Last week the latest issue of the International Council on Archives (ICA) Flash newsletter was published. There was a very interesting article titled, “Current Issues in Archives: Preserving Archives at Risk” that I would like to share, especially to all those who do not have access to the newsletter. The article was written by Abilyn Pua’ara Hou of the National Archives of the Solomon Islands…
Current Issues in Archives: Preserving Archives at Risk
My name is Abilyn Pua’ara Hou. I am one of the New Professionals for 2018, and I work as a senior digitization officer at the National Archives of Solomon Islands. My experiences and reflections are based on Brandon Oswald’s presentation at the ICA Yaoundé Conference: “Combating Climate Change the Traditional Way: Pacific
Island Archives and the Fight to Protect Their Cultural Heritage”. Oswald discussed how archives in the Pacific region protect their cultural heritage from adverse effects from climate change, and intentionally mentioned that other archives worldwide can also utilize some of the ideas brought in his presentation.
Solomon Islands is one of the countries in the Pacific where climate is not consistent.
Being in a tropical area, it is usually hot and humid all year round. This means archival documents and archive building are always at risk during wet weather and also during hot seasons.
The National Archives of Solomon Islands building is situated near a stream and located facing a dusty road. So, during the rainy season the stream rises up and
cause flooding in the area and sometimes reaches the floor of the building. During the hot season, there is dust coming into the building including into repository as well. There are other contributing risk factors such as electricity and water. In
my country utilities are very expensive; government has been spending millions
of dollars on these for its ministries and departments. Having an unreliable source
of electricity means our records are at risk for mold (the repository depends entirely
on air conditioners to keep the environment suitable to preserve the documents). Water rationing also causes risk; when tap water has been turned off and then on, it can cause damage to records. We experienced this in 2009.
Brandon strongly stated that of the many concerns that pose a threat to the culture of Pacific Islanders, climate change especially (in the form of rising sea levels) has been currently sitting at the top of the list. My reflection on the presentation as a
Pacific Islander is that we must become more proactive to deal with climate change
threats. Our lessons learned could provide inspiration for others who are affected by the same threats around the globe. What inspires me most was the interim and long-term protection that Brandon mentioned in his presentation on the climate change and Pacific Islands Archives. He stated it takes a while for archival professionals in the region to acquire an understanding and the interest in addressing the threats of climate changes on their archives.

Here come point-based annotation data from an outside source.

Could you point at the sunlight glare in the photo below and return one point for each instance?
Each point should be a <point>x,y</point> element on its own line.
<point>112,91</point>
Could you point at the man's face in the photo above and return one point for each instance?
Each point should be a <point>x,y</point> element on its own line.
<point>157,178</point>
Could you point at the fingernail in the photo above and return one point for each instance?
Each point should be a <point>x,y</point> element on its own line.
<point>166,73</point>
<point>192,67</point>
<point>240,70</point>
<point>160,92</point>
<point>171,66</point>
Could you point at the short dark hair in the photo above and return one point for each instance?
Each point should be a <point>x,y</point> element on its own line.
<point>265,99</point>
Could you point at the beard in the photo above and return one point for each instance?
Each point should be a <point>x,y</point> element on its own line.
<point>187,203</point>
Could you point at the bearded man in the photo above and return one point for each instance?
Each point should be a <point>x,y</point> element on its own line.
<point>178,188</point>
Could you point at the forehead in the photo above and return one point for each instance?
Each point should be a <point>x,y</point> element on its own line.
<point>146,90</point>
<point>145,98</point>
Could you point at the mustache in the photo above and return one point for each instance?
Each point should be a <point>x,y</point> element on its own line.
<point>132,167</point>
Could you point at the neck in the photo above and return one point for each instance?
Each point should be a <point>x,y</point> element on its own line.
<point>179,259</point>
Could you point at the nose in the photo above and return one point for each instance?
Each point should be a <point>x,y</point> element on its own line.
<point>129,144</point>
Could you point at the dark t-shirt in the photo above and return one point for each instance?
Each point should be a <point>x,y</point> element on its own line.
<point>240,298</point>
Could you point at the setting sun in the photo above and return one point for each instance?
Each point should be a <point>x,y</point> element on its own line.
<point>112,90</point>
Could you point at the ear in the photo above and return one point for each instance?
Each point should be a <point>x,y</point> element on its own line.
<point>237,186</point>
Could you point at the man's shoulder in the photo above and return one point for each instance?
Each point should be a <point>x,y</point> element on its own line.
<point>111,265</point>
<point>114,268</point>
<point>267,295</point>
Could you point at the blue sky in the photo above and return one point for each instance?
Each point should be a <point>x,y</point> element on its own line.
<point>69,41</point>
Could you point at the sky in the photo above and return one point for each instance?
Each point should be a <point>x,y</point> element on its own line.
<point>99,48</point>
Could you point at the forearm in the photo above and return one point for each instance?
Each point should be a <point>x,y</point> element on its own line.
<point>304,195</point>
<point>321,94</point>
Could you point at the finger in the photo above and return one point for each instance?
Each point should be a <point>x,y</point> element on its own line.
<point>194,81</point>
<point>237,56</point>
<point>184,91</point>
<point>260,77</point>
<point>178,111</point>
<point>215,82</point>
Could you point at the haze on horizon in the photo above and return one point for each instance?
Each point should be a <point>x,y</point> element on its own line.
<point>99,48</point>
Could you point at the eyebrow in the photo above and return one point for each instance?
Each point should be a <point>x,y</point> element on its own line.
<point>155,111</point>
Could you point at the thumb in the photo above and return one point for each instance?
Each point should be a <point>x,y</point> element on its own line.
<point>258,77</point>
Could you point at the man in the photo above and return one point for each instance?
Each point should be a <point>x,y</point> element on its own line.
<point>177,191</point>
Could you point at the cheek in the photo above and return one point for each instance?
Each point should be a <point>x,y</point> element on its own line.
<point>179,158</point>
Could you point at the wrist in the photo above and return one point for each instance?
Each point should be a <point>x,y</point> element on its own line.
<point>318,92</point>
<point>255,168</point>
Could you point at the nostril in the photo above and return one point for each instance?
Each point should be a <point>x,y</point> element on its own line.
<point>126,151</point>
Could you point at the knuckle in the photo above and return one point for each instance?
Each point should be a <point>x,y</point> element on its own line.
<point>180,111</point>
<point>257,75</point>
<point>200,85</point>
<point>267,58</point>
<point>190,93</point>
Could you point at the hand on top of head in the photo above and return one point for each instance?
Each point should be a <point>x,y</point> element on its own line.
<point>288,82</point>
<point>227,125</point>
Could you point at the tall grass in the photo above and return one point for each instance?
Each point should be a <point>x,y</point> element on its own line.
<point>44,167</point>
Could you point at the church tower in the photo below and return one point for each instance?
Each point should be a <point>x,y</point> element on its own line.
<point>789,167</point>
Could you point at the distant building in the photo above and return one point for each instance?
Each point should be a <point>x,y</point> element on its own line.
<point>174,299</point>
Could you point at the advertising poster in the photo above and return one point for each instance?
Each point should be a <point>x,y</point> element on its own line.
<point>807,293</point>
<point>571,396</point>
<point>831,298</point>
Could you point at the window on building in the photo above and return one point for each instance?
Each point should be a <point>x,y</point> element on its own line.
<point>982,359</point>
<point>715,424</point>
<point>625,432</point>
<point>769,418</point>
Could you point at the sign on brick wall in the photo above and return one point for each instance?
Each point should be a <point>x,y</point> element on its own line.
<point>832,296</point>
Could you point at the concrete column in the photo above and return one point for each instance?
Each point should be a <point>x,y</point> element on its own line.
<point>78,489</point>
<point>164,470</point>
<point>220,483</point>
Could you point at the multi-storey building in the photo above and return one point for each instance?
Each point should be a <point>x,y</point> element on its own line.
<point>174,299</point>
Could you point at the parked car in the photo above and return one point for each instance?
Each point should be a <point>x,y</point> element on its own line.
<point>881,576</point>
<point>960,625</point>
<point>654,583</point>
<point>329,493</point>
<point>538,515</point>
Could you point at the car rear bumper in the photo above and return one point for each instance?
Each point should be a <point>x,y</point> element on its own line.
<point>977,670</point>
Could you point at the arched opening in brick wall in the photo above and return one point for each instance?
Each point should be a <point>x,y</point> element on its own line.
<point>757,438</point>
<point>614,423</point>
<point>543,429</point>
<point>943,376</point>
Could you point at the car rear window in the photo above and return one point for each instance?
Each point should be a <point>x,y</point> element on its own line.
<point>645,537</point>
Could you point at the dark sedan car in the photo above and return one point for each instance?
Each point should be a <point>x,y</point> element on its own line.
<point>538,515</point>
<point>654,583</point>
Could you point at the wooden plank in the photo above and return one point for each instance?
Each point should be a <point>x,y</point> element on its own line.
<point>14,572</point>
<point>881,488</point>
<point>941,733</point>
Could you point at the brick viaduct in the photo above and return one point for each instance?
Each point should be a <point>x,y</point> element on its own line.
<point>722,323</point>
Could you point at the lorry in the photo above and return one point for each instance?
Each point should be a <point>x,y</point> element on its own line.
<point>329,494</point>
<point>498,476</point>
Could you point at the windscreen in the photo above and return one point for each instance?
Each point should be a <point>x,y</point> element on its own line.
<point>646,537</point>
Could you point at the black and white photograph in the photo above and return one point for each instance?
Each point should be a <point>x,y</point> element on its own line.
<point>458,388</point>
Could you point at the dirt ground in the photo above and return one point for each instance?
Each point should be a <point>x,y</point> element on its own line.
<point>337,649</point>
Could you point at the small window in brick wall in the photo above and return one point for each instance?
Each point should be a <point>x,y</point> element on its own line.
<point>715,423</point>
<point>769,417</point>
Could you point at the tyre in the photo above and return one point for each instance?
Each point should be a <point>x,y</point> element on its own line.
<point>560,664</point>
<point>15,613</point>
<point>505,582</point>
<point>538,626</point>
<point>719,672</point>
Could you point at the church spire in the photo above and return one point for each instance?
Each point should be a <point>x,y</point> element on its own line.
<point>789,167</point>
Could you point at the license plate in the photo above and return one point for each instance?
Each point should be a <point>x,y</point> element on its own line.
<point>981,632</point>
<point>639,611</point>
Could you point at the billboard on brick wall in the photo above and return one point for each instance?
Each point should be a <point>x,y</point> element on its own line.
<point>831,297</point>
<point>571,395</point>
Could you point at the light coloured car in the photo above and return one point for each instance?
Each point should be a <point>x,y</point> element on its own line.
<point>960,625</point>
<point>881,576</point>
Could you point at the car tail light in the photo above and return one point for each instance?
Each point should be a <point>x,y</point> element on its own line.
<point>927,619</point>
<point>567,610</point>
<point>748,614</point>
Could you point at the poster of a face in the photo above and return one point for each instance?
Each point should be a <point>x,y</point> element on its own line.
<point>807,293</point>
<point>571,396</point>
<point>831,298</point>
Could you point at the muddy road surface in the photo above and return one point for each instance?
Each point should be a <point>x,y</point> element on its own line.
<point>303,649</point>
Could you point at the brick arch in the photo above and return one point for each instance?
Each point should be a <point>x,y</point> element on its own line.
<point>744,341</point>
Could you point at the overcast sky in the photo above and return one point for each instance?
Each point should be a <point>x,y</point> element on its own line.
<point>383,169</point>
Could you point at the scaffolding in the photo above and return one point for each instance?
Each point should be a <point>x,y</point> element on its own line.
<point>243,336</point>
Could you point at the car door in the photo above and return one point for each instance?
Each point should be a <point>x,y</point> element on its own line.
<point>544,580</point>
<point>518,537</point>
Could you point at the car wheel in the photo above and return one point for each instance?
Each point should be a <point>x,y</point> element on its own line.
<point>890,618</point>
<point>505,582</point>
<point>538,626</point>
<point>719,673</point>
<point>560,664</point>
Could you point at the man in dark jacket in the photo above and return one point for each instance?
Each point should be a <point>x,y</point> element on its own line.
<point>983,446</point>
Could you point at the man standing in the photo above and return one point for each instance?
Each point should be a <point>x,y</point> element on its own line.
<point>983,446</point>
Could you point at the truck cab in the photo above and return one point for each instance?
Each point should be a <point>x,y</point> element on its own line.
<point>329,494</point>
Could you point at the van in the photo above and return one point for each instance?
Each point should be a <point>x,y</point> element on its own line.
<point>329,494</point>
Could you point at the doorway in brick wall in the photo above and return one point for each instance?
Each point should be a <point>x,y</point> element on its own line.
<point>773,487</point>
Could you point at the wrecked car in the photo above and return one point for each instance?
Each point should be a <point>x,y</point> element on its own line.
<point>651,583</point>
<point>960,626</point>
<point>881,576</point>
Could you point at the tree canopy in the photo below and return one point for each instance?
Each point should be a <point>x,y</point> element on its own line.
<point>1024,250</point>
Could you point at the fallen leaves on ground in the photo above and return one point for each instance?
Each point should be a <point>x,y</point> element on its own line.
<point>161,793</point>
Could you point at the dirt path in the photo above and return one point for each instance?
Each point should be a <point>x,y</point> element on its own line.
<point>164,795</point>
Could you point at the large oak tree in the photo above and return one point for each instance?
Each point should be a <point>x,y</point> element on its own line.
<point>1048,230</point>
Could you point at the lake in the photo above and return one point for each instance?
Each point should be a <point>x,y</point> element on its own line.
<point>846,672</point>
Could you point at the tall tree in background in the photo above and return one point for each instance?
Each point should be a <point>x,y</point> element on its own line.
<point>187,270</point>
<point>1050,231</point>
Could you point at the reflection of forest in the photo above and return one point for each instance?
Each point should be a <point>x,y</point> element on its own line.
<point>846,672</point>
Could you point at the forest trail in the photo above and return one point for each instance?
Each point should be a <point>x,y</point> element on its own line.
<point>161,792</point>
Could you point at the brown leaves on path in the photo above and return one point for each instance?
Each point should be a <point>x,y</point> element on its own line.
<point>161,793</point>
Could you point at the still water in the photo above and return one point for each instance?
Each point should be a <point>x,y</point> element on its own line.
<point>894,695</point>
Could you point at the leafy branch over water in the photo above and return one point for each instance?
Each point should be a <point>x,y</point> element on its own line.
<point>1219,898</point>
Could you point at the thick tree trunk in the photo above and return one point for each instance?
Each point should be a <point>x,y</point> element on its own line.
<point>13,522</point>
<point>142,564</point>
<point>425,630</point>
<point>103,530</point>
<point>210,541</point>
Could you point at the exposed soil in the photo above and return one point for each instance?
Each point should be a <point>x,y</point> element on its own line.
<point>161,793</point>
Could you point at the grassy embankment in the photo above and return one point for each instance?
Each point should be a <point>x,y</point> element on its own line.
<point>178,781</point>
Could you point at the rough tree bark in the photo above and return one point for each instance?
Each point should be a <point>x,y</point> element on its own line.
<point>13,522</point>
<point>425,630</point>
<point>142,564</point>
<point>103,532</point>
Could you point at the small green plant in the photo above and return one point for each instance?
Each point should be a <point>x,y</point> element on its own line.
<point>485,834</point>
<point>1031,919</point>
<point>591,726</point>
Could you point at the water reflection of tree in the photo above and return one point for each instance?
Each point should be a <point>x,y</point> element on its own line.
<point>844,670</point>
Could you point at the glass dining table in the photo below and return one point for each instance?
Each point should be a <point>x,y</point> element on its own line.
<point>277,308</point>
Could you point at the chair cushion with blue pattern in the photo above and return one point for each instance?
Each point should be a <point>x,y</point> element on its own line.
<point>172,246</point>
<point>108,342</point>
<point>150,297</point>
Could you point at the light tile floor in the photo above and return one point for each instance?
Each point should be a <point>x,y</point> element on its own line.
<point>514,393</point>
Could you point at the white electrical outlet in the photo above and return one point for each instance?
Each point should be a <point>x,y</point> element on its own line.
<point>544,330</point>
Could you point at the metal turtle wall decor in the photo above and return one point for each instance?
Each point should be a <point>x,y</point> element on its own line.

In my experience, our government has been supportive towards our archives department to address issues that affect the building and to secure the archive from water threat and other hazards (cf illustration). The National Archives of Solomon islands has done many basic things like boxing and shelving records as part of their assessment towards climate change, to preserve the records in their repository. There were international helpers from outside institutions and individuals who came in with great ideas and developed the National Archives of Solomon Islands to a next standard in this century. A digitization project has also been implemented to digitize records that are fragile and at high risk. But we are still learning about digital archiving.
We are prioritizing the records that are most at risk. But, we plan to records while they are still in good condition as well; before they are at risk of environmental hazards.
Being part of the ICA New Professionals meant I was one of the first ever participants from the National Archives of Solomon Islands and indeed I am filled with great honor and privilege to experience the opportunity of sharing and being part of the international archives communities and people who have heart for our profession. I have attended many sessions during the conference in Yaoundé, Cameroon, and listened to great presentations from archivists and professionals who have been in the field for years.
I got to know these professionals, and grew more in knowledge of archiving and managing of archives. Hearing their stories of how well they developed an understanding of archive since manual based archiving to digital archiving developed has challenged me to decide which system is the best to manage records in this technological world and to determine which system will be the best to combat the risk of climate change in the region.
Lastly, I would like to thank Brandon Oswald for the great presentation that really challenges other archives to be more active in combating climate change and fight to protect their archives from climate change risk, while also showing how the Pacific Islanders utilize traditional knowledge and practices in the safekeeping of their collections.